Pakistan Today

IMF holds SBP responsible for high inflation

International Monetary Fund (IMF) holds State Bank of Pakistan (SBP) responsible for the persistence of a double-digit inflation in Pakistan saying the current massive liquidity injections by the central bank had inflationary impacts similar to that of the regulator’s direct financing of the budget deficit.
“The switch to government borrowing from commercial banks has been supported by large liquidity injections by SBP, a policy that has similar inflationary effects as direct central bank financing,” observed IMF in its latest country report for Pakistan. State Bank, which is currently pumping billions in the banking system with Tuesday seeing an injection of Rs37 billion only contends that these injections were imperative to avoid a possible “bank failure” in the country.
“From our perspective, if you don’t do it you have a possible bank failure,” said Governor SBP Yaseen Anwar in a recent interview with Profit. The governor said, “We have to maintain stability in the financial markets of all our banking systems. Small banks having no deposit base would suffer and will have a collapse.”
IMF, however, dubs SBP lending to finance fiscal deficits as a key driving force behind the high inflation levels in the last few years and calls for scaling back of huge money injections in the banking system and stoppage of the cash-strapped government’s budgetary borrowings. These steps, the international lending agency said, would reduce inflation and increase SBP’s policy credibility. “The authorities can help reduce the level and persistence of inflation by credibly adopting a less accommodative monetary policy stance,” it said.
Before 2008, IMF observed that 12-month Consumer Price Index (CPI) inflation had averaged about 5.5 per cent for more than a decade. In 2008, global commodity price shocked and a sharp depreciation of the rupee led to a spike in inflation, peaking at 25 per cent year-on-year in August 2008, which, although declining, remained much higher than in the pre-2008 period and higher than in neighboring countries.
It said that through domestic price subsidies, the global food and fuel price shocks were reflected in larger fiscal deficits. With external financial inflows dwindling, these deficits were increasingly financed through SBP, which put upward pressure on prices through excessive growth in SBP net domestic assets and exchange rate depreciation.
Along with the inflation level, the persistence of inflation had increased since 2008, said the fund.

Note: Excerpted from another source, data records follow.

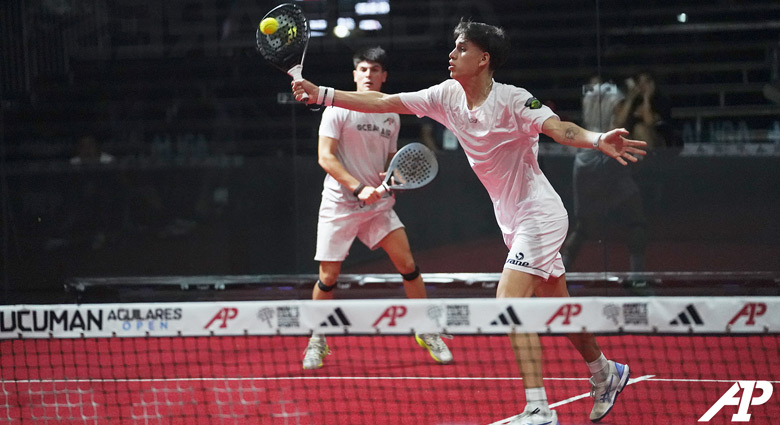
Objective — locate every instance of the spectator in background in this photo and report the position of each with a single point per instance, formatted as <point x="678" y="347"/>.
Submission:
<point x="93" y="193"/>
<point x="602" y="187"/>
<point x="646" y="112"/>
<point x="88" y="152"/>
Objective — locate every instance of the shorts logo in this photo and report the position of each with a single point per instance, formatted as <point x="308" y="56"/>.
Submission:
<point x="744" y="402"/>
<point x="533" y="103"/>
<point x="518" y="260"/>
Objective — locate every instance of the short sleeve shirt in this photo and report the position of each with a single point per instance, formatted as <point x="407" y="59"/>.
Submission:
<point x="501" y="141"/>
<point x="365" y="143"/>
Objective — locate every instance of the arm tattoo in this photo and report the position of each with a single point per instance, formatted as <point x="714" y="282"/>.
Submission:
<point x="570" y="133"/>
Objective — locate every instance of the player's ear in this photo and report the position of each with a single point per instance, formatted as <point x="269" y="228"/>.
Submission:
<point x="485" y="58"/>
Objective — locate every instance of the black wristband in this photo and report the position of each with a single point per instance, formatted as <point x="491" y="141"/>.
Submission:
<point x="359" y="189"/>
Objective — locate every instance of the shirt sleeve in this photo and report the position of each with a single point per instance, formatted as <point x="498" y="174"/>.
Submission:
<point x="531" y="116"/>
<point x="393" y="147"/>
<point x="425" y="103"/>
<point x="331" y="123"/>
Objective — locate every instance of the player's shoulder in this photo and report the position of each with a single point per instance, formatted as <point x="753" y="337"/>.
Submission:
<point x="512" y="90"/>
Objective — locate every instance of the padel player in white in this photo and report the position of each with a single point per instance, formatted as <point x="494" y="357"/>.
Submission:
<point x="498" y="127"/>
<point x="354" y="149"/>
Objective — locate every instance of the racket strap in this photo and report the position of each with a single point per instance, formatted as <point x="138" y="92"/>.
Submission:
<point x="358" y="189"/>
<point x="325" y="95"/>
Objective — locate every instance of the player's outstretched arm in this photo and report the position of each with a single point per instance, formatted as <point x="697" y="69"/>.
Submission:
<point x="613" y="143"/>
<point x="367" y="101"/>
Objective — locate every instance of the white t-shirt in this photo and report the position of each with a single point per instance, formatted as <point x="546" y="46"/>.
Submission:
<point x="500" y="139"/>
<point x="365" y="143"/>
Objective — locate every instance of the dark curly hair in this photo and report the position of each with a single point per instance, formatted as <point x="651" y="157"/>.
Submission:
<point x="371" y="54"/>
<point x="489" y="38"/>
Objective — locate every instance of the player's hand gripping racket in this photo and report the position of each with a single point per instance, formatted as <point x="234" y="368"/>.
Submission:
<point x="412" y="167"/>
<point x="282" y="38"/>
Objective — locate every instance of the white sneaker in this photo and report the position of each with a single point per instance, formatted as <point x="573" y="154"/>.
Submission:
<point x="315" y="352"/>
<point x="535" y="417"/>
<point x="605" y="393"/>
<point x="435" y="346"/>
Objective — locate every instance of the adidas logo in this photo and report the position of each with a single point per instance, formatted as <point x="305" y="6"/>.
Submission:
<point x="337" y="318"/>
<point x="508" y="317"/>
<point x="687" y="317"/>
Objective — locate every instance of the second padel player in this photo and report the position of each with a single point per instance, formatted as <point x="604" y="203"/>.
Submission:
<point x="354" y="149"/>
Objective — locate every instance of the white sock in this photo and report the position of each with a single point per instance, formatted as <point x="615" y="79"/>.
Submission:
<point x="536" y="398"/>
<point x="599" y="368"/>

“While moderate in absolute terms, persistence, which is essentially the correlation between current and lagged inflation is higher than in the regional peers,” it said, adding the increase in persistence meant that it would now take longer for inflation in Pakistan to return to its equilibrium level after a common shock hits the economy. That, IMF said, in turn implied that inflation and inflation expectations were likely to respond more sluggishly to policy changes. Referring to survey data, IMF said inflation expectations in Pakistan had continuously remained at around 15 per cent. “Persistence could be due to engrained inflationary expectations, institutional features, or CPI calculation problems,” it added.
Further, IMF warned there were risks to inflation, especially from possible supply shocks, pass–through from exchange rate depreciation, fiscal policy and continued accommodative monetary policy. Proposing remedies, the international funding institution said to slash the backbreaking price-hike the Government of Pakistan would have to undertake comprehensive fiscal reforms ensuring greater independence for the central bank. “Fiscal consolidation would free monetary policy to pursue inflation objectives,” it said adding that a more independent State Bank would be better able to resist pressures to finance the government deficit, either directly or indirectly. “And lower inflation would help the poor,” it said.